Abstract

The Perseus software provides a comprehensive framework for the statistical analysis of large-scale quantitative proteomics data, also in combination with other omics dimensions. Rapid developments in proteomics technology and the ever-growing diversity of biological studies increasingly require the flexibility to incorporate computational methods designed by the user. Here, we present the new functionality of Perseus to integrate self-made plugins written in C#, R, or Python. The user-written codes will be fully integrated into the Perseus data analysis workflow as custom activities. This also makes language-specific R and Python libraries from CRAN (cran.r-project.org), Bioconductor (bioconductor.org), PyPI (pypi.org), and Anaconda (anaconda.org) accessible in Perseus. The different available approaches are explained in detail in this article. To facilitate the distribution of user-developed plugins among users, we have created a plugin repository for community sharing and filled it with the examples provided in this article and a collection of already existing and more extensive plugins. © 2020 The Authors.

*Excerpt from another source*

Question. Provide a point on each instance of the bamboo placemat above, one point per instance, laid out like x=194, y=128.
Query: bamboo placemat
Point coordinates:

Basic Protocol 1: Basic steps for R plugins Support Protocol 1: R plugins with additional arguments Basic Protocol 2: Basic steps for python plugins Support Protocol 2: Python plugins with additional arguments Basic Protocol 3: Basic steps and construction of C# plugins Basic Protocol 4: Basic steps of construction and connection for R plugins with C# interface Support Protocol 4: Advanced example of R Plugin with C# interface: UMAP Basic Protocol 5: Basic steps of construction and connection for python plugins with C# interface Support Protocol 5: Advanced example of python plugin with C# interface: UMAP Support Protocol 6: A basic workflow for the analysis of label-free quantification proteomics data using perseus.

Highlights

  • The complex downstream analysis of proteomic data requires the integration of bioinformatics, statistics, network analysis, and, frequently, machine learning

  • We provide a GitHub repository where the given examples are available for download, as well as a list of already existing plugins of varying complexity and where to find them online (Table 1)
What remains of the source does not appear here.